This weekend my husband is hosting the State Knowledge Bowl tournament at his high school. Last night, he came home and said, “I did something really stupid. I totally forgot about the coach’s room buffet.” (One hundred fifty people, by the way.) Often when he or the kids say something like this, I somehow think it is a call to action. Like they are asking me to help solve their problem (or solve their problem entirely). Perhaps this is my learned response because two of the kids actually *do* operate like this. They’ll state a problem like they are serving it up for me on a silver platter to handle. The problem is followed by silence, and it is the painful, hard, still silence of the development officer doing “the ask,” like, We would like your foundation to donate 1 million to the annual fund.
I own my gullibility. If I could go back in time, and one of them did the “problem presentation,” I would have rehearsed a sympathetic but non-enabling response: “Wow, that’s tough. What are you going to do about it?” Parent fail.

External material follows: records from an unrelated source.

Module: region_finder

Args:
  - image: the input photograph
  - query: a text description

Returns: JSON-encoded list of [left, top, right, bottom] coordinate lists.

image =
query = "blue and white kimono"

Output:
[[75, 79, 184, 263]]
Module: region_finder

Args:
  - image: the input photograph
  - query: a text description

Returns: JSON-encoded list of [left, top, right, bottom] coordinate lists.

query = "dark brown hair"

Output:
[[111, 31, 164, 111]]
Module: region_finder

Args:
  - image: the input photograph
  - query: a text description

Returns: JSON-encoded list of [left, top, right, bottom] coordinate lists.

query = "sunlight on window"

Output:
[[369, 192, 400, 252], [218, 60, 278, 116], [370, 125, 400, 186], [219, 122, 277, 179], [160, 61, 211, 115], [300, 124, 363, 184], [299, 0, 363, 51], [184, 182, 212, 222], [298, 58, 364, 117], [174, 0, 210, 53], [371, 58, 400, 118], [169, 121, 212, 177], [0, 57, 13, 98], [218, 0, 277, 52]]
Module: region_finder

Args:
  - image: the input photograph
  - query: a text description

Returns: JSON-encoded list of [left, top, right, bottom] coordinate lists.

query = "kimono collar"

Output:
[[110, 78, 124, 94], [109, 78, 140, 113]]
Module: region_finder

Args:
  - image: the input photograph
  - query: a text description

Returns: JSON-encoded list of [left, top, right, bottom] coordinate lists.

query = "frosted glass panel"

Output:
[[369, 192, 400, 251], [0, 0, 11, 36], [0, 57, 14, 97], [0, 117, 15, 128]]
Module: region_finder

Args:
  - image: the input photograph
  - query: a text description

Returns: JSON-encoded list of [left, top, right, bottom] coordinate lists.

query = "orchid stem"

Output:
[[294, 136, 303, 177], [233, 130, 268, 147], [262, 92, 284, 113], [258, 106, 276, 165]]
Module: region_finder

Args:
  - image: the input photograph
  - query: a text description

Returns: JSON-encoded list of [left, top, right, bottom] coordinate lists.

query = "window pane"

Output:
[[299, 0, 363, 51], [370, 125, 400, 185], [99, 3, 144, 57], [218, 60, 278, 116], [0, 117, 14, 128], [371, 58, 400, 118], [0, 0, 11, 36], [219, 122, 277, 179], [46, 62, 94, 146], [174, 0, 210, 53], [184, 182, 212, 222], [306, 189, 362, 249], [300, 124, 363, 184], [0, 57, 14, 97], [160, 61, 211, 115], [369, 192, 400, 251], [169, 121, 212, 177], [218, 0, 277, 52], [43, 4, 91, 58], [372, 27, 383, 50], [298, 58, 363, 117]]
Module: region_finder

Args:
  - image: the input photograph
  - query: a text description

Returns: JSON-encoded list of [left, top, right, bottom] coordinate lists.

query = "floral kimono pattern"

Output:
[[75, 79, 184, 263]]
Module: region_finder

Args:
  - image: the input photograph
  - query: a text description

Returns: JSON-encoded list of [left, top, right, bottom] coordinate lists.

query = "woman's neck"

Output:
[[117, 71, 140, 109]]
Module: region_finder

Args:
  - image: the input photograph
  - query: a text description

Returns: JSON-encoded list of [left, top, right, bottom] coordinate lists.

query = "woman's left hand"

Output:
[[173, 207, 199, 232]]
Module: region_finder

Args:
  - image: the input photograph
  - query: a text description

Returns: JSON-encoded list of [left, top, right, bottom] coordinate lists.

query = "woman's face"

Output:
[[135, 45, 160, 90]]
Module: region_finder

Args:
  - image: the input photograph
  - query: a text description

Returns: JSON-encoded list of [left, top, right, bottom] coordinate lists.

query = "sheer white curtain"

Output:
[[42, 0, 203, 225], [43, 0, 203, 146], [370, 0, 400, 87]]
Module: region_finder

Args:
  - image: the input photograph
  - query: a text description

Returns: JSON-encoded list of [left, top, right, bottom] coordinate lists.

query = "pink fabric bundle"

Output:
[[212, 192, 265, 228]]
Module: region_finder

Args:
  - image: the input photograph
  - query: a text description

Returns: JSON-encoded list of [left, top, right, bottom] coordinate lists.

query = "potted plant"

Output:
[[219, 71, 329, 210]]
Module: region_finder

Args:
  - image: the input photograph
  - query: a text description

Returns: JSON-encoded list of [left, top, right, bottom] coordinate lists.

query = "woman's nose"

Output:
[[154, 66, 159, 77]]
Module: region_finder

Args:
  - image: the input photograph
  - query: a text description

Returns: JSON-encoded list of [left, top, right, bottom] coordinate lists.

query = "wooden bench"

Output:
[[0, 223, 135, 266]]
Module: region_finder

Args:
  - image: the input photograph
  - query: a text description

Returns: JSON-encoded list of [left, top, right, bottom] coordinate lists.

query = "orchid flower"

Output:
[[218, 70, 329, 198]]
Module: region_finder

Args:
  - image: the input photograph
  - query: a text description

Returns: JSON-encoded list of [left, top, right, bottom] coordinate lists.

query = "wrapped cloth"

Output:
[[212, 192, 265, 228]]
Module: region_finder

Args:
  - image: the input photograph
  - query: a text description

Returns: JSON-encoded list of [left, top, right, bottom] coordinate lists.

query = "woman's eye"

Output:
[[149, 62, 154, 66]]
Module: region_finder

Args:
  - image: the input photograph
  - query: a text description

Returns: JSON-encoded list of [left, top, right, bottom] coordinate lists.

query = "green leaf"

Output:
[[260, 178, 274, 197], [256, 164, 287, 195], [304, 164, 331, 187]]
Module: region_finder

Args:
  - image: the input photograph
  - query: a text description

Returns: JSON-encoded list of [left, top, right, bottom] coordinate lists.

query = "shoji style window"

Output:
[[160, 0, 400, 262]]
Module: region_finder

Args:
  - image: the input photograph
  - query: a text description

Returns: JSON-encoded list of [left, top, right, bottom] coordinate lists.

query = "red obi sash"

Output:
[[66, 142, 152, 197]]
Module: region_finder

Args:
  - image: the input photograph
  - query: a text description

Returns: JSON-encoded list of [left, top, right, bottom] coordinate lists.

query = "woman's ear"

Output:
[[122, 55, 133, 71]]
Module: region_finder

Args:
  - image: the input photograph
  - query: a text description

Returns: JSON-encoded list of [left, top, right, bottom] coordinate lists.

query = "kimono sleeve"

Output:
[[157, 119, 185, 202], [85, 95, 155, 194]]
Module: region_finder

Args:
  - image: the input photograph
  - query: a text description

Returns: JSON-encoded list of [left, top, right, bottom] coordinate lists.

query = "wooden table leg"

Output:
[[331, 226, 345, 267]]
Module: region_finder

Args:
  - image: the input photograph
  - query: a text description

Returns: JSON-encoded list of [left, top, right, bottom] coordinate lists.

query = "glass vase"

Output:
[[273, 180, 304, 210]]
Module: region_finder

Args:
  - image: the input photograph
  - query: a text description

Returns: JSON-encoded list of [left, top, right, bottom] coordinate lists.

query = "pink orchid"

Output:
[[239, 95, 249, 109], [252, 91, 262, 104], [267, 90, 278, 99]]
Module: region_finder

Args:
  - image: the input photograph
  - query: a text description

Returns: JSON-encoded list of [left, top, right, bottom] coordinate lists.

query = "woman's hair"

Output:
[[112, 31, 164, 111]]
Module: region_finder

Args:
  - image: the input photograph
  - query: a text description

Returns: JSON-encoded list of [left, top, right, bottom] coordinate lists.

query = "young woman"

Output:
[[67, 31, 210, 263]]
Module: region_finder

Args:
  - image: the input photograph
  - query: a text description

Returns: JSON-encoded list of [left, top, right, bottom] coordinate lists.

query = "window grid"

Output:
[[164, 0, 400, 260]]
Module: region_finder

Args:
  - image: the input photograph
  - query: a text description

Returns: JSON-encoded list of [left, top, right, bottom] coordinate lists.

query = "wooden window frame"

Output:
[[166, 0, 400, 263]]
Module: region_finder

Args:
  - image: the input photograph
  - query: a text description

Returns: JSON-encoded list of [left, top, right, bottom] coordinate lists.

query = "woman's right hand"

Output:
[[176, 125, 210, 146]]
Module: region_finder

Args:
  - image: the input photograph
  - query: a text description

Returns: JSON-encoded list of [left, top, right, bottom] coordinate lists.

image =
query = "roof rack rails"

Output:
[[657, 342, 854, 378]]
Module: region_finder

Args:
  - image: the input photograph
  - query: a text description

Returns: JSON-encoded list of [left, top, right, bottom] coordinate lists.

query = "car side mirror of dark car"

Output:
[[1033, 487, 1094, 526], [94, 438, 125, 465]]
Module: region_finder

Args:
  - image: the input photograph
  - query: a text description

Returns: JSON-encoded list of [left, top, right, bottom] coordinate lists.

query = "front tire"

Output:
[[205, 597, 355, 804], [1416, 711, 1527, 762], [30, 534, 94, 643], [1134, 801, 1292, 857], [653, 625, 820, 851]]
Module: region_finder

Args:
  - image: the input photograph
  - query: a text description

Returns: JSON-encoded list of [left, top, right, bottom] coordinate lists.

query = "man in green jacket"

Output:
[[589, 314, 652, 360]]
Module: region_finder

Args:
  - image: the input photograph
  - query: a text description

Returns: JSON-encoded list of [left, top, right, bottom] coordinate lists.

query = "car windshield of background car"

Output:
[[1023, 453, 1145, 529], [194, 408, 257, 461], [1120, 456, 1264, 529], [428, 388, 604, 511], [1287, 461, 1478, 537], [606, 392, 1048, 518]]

Or the bigger parent fail might be that I actually *think* that I have to solve other peoples’ problems. And that’s on me.
So last night I returned to my typical problem-solving mode. “Let me think about this,” I said. It’s fine, honey. I can go to Costco, you really don’t need to do anything. “Well, if I were a coach I would be disappointed with carbs for breakfast.” I was thinking two crock pots of scrambled eggs with ham and cheese. Two top-notch coffee cakes. Overnight oatmeal with berries & syrup. A fruit tray. Sliced ham on the side. I scoured the freezer. Checked the baking pantry. Texted my friends for extra crock pots and baking pans. Made lists. Wow, that sounds amazing, but I can take care of it with Costco if you don’t want to. It’s a lot of work.
I texted my friend, Shauna, and asked if she is willing to come to my house after our girls’ dinner on Friday night. Extra hands make for light work. One Friday night, staying up late and then getting up early the next day to schlep food to the high school, is survivable. But this morning, in that hazy space between sleep and awake, I realized something. I don’t want to spend my entire evening stressed out and a Saturday morning running around. “I’m rethinking making food for the buffet, tomorrow.” We were still lying in bed. I told you that I can take care of it. My dad and I will go to Costco and he can help prep. It’s decided. I’m bailing on the food prep. Enjoying my friend. And my Saturday morning. Which will be quiet since everyone else will be gone at the tournament by 7:00. Watching the match will be fun, of course, especially since the youngest man-child is competing for the last time, but it will be much more fun to be a spectator. I’ve realized, I have to let go of some things, and this weekend I let go of the coach’s room buffet.